Causes: Common causes of traumatic brain injury are automobile accidents, falls, sporting accidents and industrial accidents.

Treatment: The treatment of traumatic brain injury involves the support of all vital body systems. Because the brain often swells following injury, the pressure within the skull may increase. Under these circumstances, further brain injury may occur and measures to lower pressure within the brain are used. The severity of traumatic brain injury varies greatly. Some patients recover completely, while others may suffer severe, permanent brain damage or death.

Ruptured Brain Aneurysm

Definition: An aneurysm is a dilation (ballooning) and weakening of the walls of a blood vessel. When an aneurysm in the brain bursts, it causes bleeding into the brain, known as a subarachnoid hemorrhage (SAH).

Causes: Many aneurysms are congenital (present since birth). The blood vessel wall may become weakened by age, physical injury to the vessel, or hardening of the arteries.

Treatment: Usually a brain CT scan is required for diagnosis. Care focuses on treating the cause of the aneurysm and repairing the blood vessel. This often means controlling the blood pressure to prevent stress on the aneurysm, followed by surgery to repair the vessel. If the vessel bursts, care focuses on preventing further bleeding.

Shock

Definition: Shock is the slowing of blood flow to the vital organs (brain, lungs, heart, kidneys and others). Shock occurs when blood pressure and flow are not strong enough to supply blood to the vital organs.

Causes: There are many forms and causes of shock. The most common ones are a weak heart, bleeding or a severe infection.

Treatment: Treatment depends on the cause of shock but usually is aimed at restoring blood pressure and blood flow to vital organs.

Stroke

Definition: A stroke occurs when the blood supply to part of your brain is interrupted or reduced, preventing brain tissue from getting oxygen and nutrients. Brain cells begin to die in minutes. A stroke is a medical emergency, and prompt treatment is crucial. Early action can reduce brain damage and other complications.

Causes: There are two main causes of stroke, a blocked artery (ischemic stroke) or leaking or bursting of a blood vessel (hemorrhagic stroke). Some people may have only a temporary disruption of blood flow to the brain, known as a transient ischemic attack (TIA), that doesn’t cause lasting symptoms.

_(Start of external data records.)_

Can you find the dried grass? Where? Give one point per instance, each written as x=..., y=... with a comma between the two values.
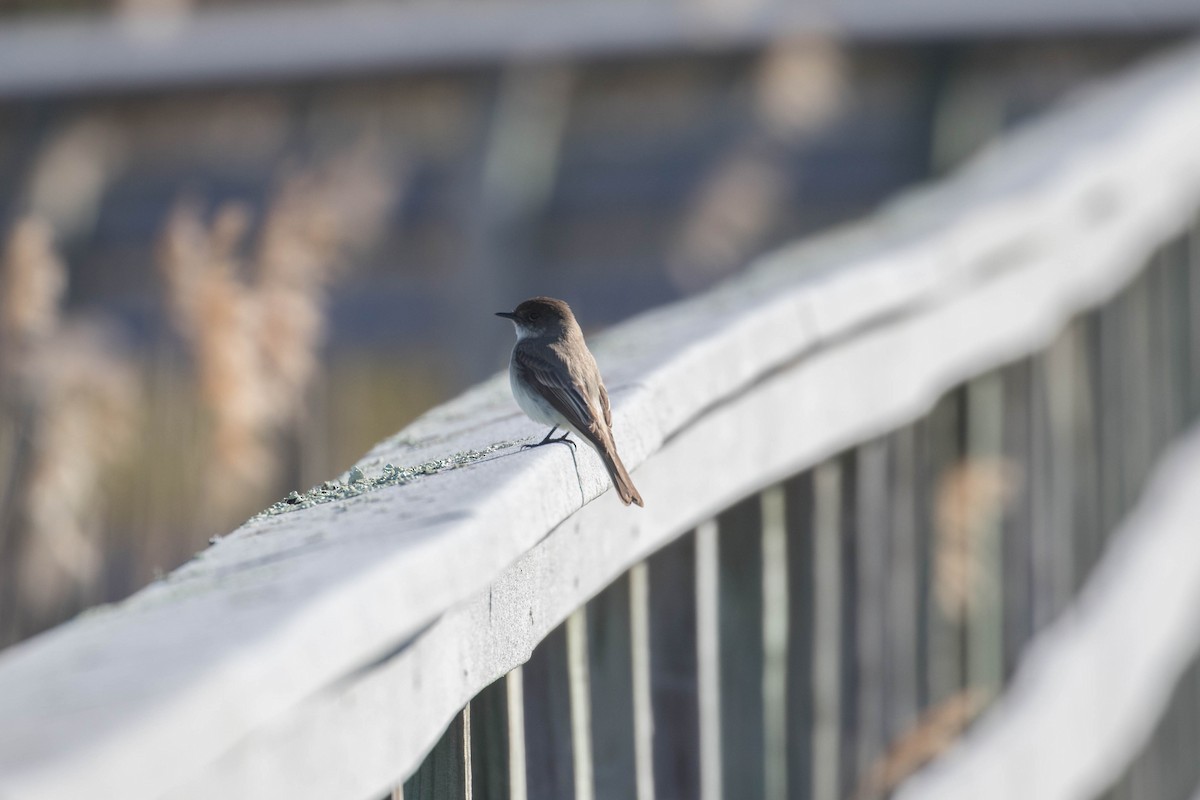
x=253, y=316
x=931, y=735
x=88, y=416
x=31, y=286
x=970, y=501
x=70, y=405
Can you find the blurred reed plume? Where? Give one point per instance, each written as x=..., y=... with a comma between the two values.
x=73, y=169
x=33, y=283
x=253, y=316
x=934, y=733
x=67, y=413
x=971, y=499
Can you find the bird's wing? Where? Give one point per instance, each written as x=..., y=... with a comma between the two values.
x=555, y=383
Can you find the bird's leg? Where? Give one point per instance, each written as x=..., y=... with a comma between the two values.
x=547, y=440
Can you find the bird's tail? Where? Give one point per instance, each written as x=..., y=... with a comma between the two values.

Treatment: Usually a brain CT scan is considered by the specialist doctor for the diagnosis. Care focuses on treating the cause of the aneurysm and repairing the blood vessel. This often means controlling the blood pressure to prevent stress on the aneurysm, followed by surgery to repair the vessel. If the vessel bursts, care focuses on preventing further bleeding.

Trauma

Definition: Trauma can take many forms: most trauma is caused by motor vehicle accidents or falls. Less commonly people may be the victim of an assault that may involve blunt objects, stabbing, or shooting.

Causes: Trauma may result in an assortment of injuries to various parts of the body. Trauma to the head may result in a traumatic brain injury. Trauma to the neck or back may result in spinal cord injury and paralysis. Trauma can also involve the organs of the chest or abdomen, as well as broken bones.

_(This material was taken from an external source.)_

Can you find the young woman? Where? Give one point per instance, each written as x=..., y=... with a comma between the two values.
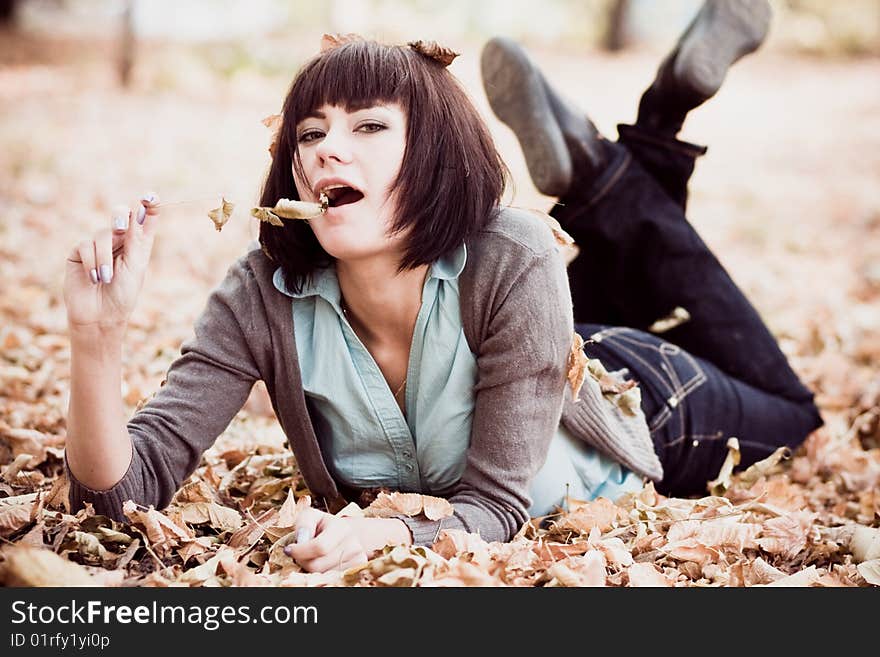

Treatment: The specific treatment required will depend on the part of the body that is injured. Some traumatized patients require surgery to repair damage or stop bleeding, others require specialized medical treatments.

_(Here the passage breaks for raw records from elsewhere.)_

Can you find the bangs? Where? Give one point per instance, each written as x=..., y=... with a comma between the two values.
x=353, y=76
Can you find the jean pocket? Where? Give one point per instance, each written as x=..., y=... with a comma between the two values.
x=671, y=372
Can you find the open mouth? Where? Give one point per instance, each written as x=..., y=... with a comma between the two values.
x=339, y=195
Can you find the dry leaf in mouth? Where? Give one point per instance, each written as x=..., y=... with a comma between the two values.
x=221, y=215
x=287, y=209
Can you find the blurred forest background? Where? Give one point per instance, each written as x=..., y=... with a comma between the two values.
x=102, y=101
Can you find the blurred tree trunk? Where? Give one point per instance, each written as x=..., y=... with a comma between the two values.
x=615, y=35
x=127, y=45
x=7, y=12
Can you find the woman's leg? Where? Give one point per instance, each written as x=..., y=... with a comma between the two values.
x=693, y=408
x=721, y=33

Post-operative Intensive Care

Definition: Some patients may require monitoring in the ICU after surgery. Sometimes this is planned, as in after major vascular or cardiac surgery. In other cases, the ICU admission is not planned ahead of time but becomes necessary after a problem occurs during the surgery.

Causes: There are several problems that may occur during surgery that may lead a patient to the ICU. Common examples include unexpected bleeding, low blood pressure, problems with heart rhythm, or difficulty with breathing.

Treatment: Patients whose admission to ICU was planned in advance typically require a short period of monitoring in ICU before being transferred out. For patients admitted unexpectedly, the treatment required will depend on the nature of the problem.